№6, 1990/XХ век: Искусство. Культура. Жизнь

Живущий на маяке (Над архивом Георгия Шенгели)

Не бойтесь совершенства. Вам его не достичь.

Сальватор Дали

За несколько минут до начала первого после смерти Шенгели вечера, посвященного его памяти, председательствующему – Сергею Васильевичу Шервинскому – передали письмо.

«К сожалению, я заболел и не могу присутствовать и выступить на вечере моего друга, моего дорогого поэта Георгия Шенгели. Если бы Вы сочли уместным огласить эти мои строки, это была бы и моя часть воздаяния памяти поэта.

Первая моя встреча с Георгием Шенгели состоялась тогда, когда я, будучи мальчиком, но уже чувствуя, что в мире есть поэзия, и уже понимая краем души, что я буду служить ей, увидел его на сцене театра в Одессе – давно, давно, когда он выступал как докладчик о творчестве Северянина и как чтец своих стихов.

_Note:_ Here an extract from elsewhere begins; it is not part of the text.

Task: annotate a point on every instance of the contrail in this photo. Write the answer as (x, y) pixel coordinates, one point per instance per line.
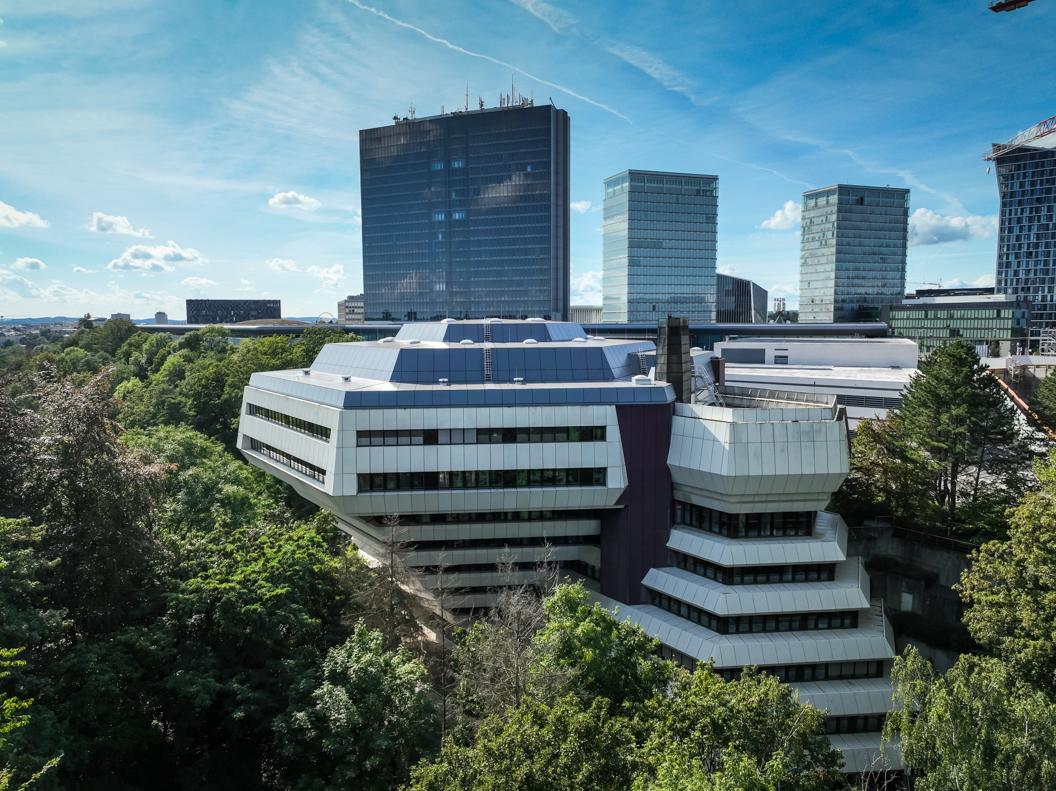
(482, 56)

Он поразил меня, потряс навсегда. В черном сюртуке, молодой, красивый, таинственный, мерцая золотыми, как мне тогда показалось, глазами, он читал необычайной красоты стихи, из которых я тогда понял, что это рыцарь слова, звука, воображения… Одним из тех, кто был для меня ангелами, провожавшими меня в мир искусства, и, может быть, с наиболее пламенным мечом, – был именно Георгий Шенгели. Я славлю его в своей душе всегда!

Дело не во мне, но как иначе судить о мире, как не ставя себя в середину его.

Когда-то Георгий Аркадьевич сказал мне, что он хотел бы жить на маяке. Какая превосходная фантазия!

Все можно было нести на его суд – стихи, прозу, драму, замысел, намек… Он все понимал, и если ему нравилось – вдруг сверкал на меня великолепным оскалом улыбки.

Он написал чудные вещи. Сонет о Гамлете, где говорит о железных ботфортах Фортинбраса. У него ни одной ошибки в применении эпитета. Он точный мастер.

Лучшее стихотворение о Пушкине в русской литературе после Лермонтова написано им. Он говорит, что Пушкин на экзамене перед Державиным выбежал, «лицом сверкая обезьяньим». Гениально!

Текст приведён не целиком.